Privacy Interest Group July Teleconference -- 19 Jul 2012

<tara> 613.

<npdoty> Zakim who is making noise?

<christine> We have received apologies from JC Canon, Trent Adams, Piero Bonatti, Susan Israel, Erin Kenneally

<MarkL> Hi Everyone!

<robin> Hi all - apologies if I get this wrong: I am an IRC n00b <blush>

<tara> No problem.

<tara> Let us know if you're on IRC but not on the phone so we can repeat things you might miss.

<robin> thanks - am working on dialling in now...

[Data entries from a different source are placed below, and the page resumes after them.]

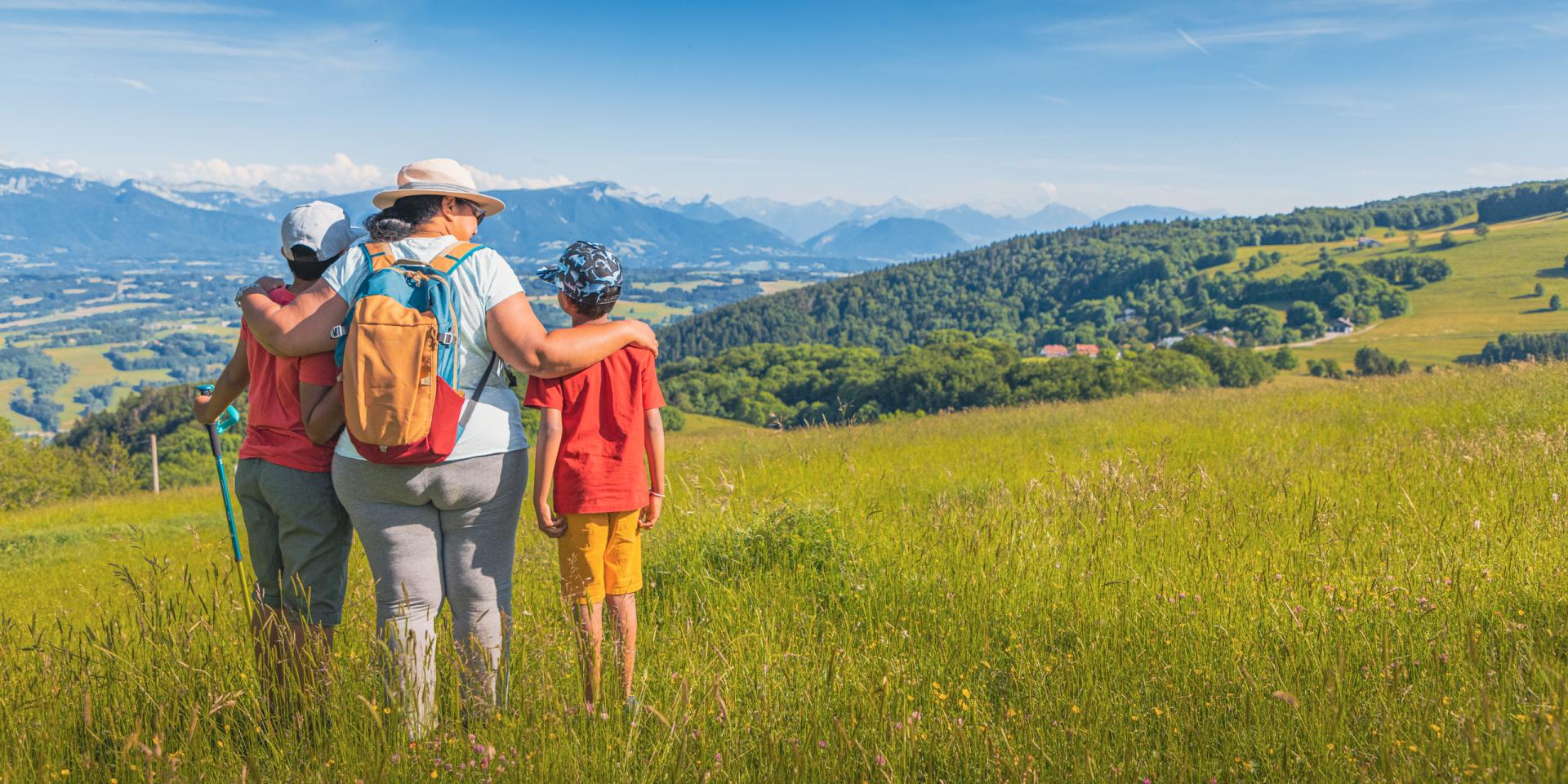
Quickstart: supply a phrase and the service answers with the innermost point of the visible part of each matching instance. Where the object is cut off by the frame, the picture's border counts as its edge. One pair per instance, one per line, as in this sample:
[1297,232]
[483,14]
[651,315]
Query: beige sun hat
[438,177]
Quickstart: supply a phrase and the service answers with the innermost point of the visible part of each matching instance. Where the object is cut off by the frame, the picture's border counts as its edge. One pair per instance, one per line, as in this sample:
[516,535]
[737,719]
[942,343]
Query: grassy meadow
[1310,581]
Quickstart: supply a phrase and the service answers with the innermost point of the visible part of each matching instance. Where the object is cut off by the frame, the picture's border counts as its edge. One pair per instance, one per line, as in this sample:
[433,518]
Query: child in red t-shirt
[296,530]
[596,425]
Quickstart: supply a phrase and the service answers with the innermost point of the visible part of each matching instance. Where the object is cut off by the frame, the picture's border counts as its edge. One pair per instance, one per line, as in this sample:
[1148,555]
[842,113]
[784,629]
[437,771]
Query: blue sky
[1241,105]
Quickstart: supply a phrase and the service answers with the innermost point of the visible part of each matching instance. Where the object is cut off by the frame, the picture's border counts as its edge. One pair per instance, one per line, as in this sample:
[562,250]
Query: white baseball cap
[320,226]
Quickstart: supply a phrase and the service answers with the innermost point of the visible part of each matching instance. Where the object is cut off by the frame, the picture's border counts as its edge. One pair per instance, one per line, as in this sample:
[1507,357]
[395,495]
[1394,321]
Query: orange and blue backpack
[397,350]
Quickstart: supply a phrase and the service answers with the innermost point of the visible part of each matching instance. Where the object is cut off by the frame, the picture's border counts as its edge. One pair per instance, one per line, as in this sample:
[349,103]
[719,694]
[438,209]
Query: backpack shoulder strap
[380,256]
[452,257]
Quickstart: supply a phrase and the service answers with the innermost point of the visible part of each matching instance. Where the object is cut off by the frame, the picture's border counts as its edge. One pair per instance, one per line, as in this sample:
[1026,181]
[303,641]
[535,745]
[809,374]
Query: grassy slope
[1085,591]
[1490,291]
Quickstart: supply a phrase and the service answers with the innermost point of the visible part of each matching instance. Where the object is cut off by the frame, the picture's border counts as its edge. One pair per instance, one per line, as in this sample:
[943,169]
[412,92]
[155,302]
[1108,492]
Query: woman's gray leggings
[439,532]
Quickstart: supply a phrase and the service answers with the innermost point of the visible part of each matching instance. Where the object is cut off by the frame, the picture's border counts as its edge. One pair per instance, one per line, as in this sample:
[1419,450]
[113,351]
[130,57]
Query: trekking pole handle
[229,417]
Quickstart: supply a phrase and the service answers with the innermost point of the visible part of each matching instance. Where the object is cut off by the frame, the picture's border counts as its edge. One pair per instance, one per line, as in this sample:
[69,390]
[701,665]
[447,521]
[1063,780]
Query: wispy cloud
[1137,37]
[134,83]
[1501,173]
[1184,37]
[1254,82]
[131,7]
[337,175]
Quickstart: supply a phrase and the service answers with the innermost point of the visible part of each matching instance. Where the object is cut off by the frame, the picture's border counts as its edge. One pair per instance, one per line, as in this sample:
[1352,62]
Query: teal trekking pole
[229,419]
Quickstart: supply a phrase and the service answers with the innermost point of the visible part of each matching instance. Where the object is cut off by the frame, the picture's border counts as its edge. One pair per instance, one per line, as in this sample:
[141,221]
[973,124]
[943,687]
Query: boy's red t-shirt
[274,430]
[603,439]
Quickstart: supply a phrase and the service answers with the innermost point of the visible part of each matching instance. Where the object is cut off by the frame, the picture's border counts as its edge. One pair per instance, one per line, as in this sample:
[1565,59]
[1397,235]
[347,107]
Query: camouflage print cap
[584,272]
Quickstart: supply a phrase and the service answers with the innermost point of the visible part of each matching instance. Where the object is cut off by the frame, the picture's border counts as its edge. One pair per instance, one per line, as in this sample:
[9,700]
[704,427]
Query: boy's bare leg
[625,608]
[590,632]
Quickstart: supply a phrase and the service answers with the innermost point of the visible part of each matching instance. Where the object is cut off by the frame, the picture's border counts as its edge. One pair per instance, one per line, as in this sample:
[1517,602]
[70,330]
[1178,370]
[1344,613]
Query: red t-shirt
[274,430]
[603,439]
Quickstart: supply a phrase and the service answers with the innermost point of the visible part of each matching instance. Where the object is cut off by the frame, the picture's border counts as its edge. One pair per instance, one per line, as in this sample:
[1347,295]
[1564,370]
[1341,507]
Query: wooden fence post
[153,439]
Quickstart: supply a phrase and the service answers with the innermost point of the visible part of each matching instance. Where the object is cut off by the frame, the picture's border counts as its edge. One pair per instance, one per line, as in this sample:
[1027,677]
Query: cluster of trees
[1521,201]
[1510,347]
[1263,261]
[1374,363]
[33,472]
[109,452]
[1409,270]
[1134,283]
[1325,369]
[800,385]
[190,356]
[1370,363]
[42,376]
[1230,301]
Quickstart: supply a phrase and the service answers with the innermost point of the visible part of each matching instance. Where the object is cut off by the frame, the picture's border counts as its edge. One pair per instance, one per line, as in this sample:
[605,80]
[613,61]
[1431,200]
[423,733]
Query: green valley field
[1490,292]
[1307,581]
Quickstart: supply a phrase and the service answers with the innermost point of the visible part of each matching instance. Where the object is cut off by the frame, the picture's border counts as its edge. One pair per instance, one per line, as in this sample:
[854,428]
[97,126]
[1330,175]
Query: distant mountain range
[804,221]
[49,216]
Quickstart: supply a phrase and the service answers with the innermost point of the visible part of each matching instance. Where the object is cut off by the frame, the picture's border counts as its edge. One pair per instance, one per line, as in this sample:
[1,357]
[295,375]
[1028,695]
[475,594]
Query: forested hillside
[1136,283]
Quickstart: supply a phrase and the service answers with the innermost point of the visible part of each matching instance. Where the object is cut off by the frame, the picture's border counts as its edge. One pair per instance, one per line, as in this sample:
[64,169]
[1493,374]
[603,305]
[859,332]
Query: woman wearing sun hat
[444,530]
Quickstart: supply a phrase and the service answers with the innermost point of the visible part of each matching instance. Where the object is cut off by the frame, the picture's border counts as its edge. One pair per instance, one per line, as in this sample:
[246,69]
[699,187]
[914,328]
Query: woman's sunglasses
[479,214]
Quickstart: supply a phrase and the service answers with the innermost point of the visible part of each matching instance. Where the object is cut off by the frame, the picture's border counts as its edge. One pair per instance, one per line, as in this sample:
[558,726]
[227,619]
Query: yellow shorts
[601,554]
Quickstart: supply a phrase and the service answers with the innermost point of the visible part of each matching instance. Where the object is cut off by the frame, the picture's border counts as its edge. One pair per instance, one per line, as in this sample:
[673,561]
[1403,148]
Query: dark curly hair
[402,218]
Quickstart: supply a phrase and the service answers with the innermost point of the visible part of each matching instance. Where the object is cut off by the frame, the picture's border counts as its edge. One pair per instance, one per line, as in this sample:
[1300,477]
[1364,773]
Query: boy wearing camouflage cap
[595,429]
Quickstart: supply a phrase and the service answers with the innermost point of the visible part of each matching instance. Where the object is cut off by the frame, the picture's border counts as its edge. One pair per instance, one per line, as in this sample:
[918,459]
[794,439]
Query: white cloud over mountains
[339,175]
[488,180]
[334,176]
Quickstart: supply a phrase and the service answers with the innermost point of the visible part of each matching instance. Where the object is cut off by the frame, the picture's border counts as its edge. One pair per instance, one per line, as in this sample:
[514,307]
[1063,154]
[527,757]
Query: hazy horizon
[1223,105]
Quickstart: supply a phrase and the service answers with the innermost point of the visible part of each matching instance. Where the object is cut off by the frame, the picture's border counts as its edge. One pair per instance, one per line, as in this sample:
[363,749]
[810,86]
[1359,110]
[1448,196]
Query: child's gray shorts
[298,538]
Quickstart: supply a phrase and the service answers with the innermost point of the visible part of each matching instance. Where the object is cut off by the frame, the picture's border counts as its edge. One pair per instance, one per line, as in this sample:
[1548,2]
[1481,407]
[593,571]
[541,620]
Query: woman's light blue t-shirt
[482,283]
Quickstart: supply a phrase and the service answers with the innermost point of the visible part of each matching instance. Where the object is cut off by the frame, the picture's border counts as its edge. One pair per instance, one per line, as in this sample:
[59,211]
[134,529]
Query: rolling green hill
[1285,584]
[1136,284]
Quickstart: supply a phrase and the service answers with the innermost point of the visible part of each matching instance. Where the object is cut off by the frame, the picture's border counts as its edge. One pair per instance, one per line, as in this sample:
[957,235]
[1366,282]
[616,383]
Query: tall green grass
[1312,581]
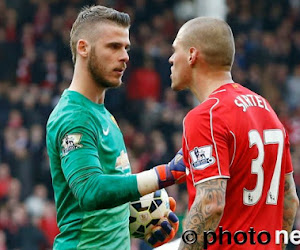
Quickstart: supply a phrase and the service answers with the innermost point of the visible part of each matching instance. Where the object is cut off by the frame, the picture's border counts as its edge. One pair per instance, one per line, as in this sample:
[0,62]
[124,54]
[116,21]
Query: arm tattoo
[290,205]
[206,211]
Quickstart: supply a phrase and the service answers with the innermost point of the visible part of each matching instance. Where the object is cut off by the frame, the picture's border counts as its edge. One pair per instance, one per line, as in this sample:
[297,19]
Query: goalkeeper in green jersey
[90,169]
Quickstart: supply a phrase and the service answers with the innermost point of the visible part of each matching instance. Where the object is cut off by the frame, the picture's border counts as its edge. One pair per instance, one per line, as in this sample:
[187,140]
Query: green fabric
[90,174]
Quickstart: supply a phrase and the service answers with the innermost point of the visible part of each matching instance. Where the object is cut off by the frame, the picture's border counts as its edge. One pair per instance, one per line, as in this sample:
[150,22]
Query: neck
[207,83]
[83,83]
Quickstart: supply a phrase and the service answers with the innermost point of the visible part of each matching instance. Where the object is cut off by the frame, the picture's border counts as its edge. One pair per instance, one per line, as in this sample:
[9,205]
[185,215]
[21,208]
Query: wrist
[147,182]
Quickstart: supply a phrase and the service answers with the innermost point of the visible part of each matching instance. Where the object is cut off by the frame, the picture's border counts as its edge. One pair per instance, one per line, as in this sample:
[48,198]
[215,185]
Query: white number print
[271,136]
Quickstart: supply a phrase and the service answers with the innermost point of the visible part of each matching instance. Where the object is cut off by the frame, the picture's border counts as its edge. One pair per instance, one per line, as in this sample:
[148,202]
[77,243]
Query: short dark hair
[90,15]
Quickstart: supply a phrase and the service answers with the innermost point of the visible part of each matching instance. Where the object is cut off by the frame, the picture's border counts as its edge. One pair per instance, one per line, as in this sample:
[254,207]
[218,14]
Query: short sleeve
[288,162]
[77,146]
[205,143]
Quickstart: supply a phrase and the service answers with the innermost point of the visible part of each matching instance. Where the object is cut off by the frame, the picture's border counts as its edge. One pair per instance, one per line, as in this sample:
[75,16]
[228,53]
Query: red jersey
[235,134]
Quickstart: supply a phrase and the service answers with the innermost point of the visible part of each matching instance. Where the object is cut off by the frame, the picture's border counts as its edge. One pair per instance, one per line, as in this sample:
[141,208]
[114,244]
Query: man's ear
[193,55]
[82,48]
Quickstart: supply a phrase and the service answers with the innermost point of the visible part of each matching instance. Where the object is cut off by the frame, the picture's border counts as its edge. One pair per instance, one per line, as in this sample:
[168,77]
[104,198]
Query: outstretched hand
[166,229]
[173,172]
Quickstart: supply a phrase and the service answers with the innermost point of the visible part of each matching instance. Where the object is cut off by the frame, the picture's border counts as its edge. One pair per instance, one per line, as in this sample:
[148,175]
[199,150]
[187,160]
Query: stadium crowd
[36,66]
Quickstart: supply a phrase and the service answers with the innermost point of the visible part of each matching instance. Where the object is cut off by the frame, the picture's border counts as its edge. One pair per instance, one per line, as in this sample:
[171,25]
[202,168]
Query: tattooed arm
[291,203]
[206,211]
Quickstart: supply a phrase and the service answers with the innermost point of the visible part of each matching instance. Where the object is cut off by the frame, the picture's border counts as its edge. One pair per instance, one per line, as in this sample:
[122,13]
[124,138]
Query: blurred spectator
[36,67]
[5,180]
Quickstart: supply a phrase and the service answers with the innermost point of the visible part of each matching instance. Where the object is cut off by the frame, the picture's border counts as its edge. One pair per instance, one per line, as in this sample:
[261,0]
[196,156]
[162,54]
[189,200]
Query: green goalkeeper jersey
[84,143]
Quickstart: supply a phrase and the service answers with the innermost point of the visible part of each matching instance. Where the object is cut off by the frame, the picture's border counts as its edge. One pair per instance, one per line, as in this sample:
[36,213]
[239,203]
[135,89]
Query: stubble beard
[95,70]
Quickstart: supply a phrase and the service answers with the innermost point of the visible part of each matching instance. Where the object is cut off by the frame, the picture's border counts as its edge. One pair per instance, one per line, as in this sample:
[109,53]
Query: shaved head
[213,37]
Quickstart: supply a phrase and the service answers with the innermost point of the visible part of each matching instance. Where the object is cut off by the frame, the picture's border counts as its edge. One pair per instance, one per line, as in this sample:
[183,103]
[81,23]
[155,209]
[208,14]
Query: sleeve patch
[201,157]
[71,142]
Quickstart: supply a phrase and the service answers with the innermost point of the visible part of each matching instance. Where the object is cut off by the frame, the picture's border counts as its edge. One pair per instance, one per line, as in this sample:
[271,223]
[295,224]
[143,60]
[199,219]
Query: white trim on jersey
[233,156]
[222,90]
[212,178]
[212,134]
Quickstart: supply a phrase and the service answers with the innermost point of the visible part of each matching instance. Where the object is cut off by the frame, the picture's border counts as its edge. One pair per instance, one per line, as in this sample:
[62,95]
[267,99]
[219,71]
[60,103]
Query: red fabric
[143,84]
[216,144]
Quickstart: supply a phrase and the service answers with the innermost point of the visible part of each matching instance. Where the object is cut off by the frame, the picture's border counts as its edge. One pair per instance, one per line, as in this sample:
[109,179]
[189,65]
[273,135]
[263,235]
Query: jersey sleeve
[288,162]
[205,142]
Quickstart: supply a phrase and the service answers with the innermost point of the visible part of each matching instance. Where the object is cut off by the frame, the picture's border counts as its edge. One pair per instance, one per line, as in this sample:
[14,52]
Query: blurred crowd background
[36,66]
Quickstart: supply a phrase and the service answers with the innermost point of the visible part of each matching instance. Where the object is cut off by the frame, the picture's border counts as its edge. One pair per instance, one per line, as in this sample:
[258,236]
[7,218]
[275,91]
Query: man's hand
[173,172]
[166,229]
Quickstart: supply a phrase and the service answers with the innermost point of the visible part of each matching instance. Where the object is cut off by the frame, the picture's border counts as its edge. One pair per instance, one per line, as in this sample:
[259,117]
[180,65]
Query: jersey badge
[114,120]
[202,157]
[122,162]
[71,142]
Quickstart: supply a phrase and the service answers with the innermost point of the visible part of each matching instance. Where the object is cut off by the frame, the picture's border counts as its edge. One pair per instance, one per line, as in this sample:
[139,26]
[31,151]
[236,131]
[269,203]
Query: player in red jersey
[239,170]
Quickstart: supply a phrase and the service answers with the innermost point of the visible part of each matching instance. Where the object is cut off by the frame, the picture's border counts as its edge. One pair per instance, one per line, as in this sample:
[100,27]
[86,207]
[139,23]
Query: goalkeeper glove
[166,229]
[173,172]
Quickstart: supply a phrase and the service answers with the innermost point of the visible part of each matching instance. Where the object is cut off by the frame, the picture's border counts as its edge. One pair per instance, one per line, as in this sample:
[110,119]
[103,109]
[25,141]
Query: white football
[147,211]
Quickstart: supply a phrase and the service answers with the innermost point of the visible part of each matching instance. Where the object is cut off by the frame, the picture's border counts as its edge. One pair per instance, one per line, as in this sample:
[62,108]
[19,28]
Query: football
[147,211]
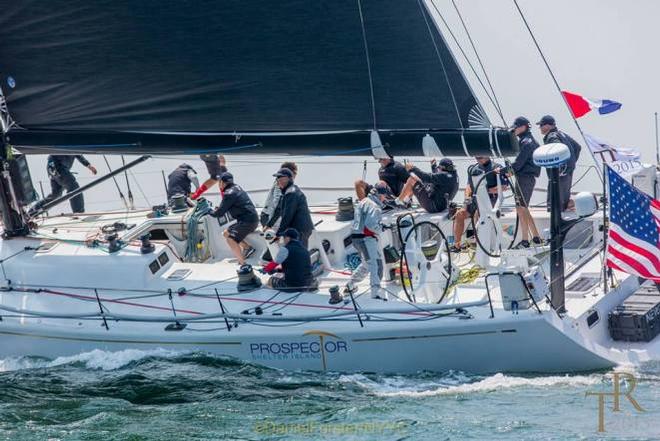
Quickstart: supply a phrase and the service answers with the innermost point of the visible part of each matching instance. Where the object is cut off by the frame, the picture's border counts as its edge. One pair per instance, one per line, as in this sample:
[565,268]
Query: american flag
[633,233]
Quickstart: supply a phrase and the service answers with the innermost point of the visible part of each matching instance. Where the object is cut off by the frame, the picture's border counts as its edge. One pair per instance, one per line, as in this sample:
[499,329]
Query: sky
[597,48]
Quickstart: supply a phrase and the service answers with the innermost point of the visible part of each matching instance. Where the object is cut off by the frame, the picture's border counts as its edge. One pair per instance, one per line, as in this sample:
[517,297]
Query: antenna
[657,144]
[554,79]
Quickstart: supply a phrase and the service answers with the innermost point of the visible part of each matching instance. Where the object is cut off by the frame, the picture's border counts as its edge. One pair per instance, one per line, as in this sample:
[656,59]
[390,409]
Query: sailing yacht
[306,78]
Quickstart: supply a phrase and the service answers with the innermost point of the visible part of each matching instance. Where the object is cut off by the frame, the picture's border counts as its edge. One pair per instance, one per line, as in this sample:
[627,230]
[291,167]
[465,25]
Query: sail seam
[467,59]
[366,52]
[442,63]
[483,69]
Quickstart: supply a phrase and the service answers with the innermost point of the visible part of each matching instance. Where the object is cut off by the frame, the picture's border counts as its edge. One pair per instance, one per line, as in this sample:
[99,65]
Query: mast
[554,79]
[13,218]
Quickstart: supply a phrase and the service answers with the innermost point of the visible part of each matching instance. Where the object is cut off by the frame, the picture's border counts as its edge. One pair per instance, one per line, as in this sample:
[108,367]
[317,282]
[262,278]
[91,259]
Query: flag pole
[605,227]
[554,79]
[657,143]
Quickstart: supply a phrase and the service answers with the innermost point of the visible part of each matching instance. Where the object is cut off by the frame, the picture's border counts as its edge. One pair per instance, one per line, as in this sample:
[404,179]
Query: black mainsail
[255,76]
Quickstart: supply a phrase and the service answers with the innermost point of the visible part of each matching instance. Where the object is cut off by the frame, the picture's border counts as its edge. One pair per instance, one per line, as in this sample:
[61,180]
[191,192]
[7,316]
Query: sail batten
[115,69]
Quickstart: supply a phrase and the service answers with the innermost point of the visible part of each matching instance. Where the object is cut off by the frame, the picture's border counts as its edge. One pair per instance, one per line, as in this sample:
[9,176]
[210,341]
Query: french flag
[580,105]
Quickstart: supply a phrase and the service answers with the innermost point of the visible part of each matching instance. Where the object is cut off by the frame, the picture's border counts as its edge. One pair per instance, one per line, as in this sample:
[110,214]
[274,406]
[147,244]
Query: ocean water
[162,395]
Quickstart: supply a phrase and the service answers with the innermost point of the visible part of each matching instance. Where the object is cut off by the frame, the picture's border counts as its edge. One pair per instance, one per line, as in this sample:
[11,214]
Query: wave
[455,383]
[96,359]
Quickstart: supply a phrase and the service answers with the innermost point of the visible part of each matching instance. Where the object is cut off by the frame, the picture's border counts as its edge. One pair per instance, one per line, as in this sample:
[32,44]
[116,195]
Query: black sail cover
[255,76]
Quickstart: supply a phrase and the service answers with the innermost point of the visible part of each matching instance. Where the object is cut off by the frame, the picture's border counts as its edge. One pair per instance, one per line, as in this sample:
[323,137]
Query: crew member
[273,205]
[483,166]
[296,265]
[216,166]
[181,180]
[526,173]
[433,190]
[237,203]
[295,212]
[61,178]
[364,234]
[393,173]
[551,134]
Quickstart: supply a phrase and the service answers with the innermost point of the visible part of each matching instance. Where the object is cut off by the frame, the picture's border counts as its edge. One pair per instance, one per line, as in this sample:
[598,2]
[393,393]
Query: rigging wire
[366,52]
[444,69]
[131,205]
[474,48]
[554,79]
[467,59]
[114,179]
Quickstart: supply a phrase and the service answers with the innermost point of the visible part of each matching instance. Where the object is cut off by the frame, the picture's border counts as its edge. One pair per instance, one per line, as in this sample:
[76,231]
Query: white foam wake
[96,359]
[461,384]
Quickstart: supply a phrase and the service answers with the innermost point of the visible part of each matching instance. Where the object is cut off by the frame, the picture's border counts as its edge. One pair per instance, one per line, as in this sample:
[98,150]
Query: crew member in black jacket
[526,173]
[294,212]
[296,266]
[61,178]
[237,203]
[551,135]
[433,190]
[391,172]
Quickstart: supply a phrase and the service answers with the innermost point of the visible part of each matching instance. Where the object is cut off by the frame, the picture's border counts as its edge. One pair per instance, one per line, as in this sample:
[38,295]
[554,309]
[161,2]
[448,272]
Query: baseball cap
[227,177]
[381,188]
[446,163]
[284,172]
[547,119]
[520,122]
[291,233]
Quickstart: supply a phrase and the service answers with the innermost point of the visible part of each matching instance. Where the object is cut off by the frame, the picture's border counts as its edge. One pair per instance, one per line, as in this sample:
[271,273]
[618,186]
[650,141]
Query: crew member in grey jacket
[526,173]
[365,229]
[551,135]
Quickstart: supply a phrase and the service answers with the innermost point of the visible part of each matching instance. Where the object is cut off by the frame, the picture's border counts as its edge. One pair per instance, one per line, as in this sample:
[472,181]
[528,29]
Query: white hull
[409,341]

<fjh> i'm on irc but not the phone

<npdoty> scribenick: Joanne

I may not know who is talking . Please let me know who is speaking

Tara: anyone here for the first time?

<robin> I'm here for the first time...

Tara: intros

rudy: with Comcast global policy

Tara: next item looking at the dependencies

<kboudaou> +33.4.92.96.aabb is : Karima :-)

Matt: part of W3C team with geo-locations WG

Geo (with Matt)

Matt: first version of spec and will be released as recommendation soon

<matt>

Matt: spec provides bunch of info on how to prtect invidual privacy on sites that use the API
... alissia can speak about the CDT proposal
... group came to consensus on section after much debate and now the hard part testing

<npdoty> GEOPRIV, http://datatracker.ietf.org/wg/geopriv/charter/

Matt: found sites could conform to the requirements
... not an easy task

<npdoty> concept that "an API should never be allowed to lie!"

Matt: challenges is the API can lie about where you are and the API should not be able to lie. lots of conserns
... looked at this for a long time

<christine> +q

Tara: are there things PING can do to be useful to your WG? what can we learn?

Matt: right people involved from teh get-go is important

<alissa> Richard Barnes from BBN was also involved

<npdoty> ... could actually see PING as a horizontal thing to get people involved across groups

Matt: PNG should be a horizontial thing and influence the work. Having privacy people involved from the beginning is important

Christine: very helpful and couldn't agree more in having privacy people in the beginning
... what are lessons learned in identifying privacy vulenbilities (sp). Example, how did the gropu think about privacy for that spec

<christine> -q

Matt: lessons I learned - a lot of engineers don't necessarily look at the privacy implications

<npdoty> ... radically different legal requirements (mandated in one country, prohibited in another)

Matt: Vodafone involvement showed how laws vary across some countries. what is ok in one country may not be allowed in another country. how do you write a spec with varying laws and test that these things are possible to enforce
... one way to test is to read the privacy policy and test against that. trust the company does what they say are they are doing

<matt>

<matt> \

Matt: difficult to test and will link to test results
... had more than just the three listed
... non-trival task

<Zakim> npdoty, you wanted to ask about TAG review

Nick: wanted to ask about tag management. was tag review useful for uncovering privacy issues, and what role tag can play in reviewing areas around privacy?

Matt: not real formal but did talk to tag for an hour or two. not sure if we can call it a tag review or not

Ashok: this version of the spec a lot better. thank you Matt

<alissa> +q

Hannes: privacy experts wasn't really heard. what do you think was done well around the privacy mechanisms. somewhat negative about the development within the group and get them to listen

Matt: did best to make sure all comments were responded to
... Alissia may be able to comment more

Alissa (sp): disagree with Hannes characteristication (sp).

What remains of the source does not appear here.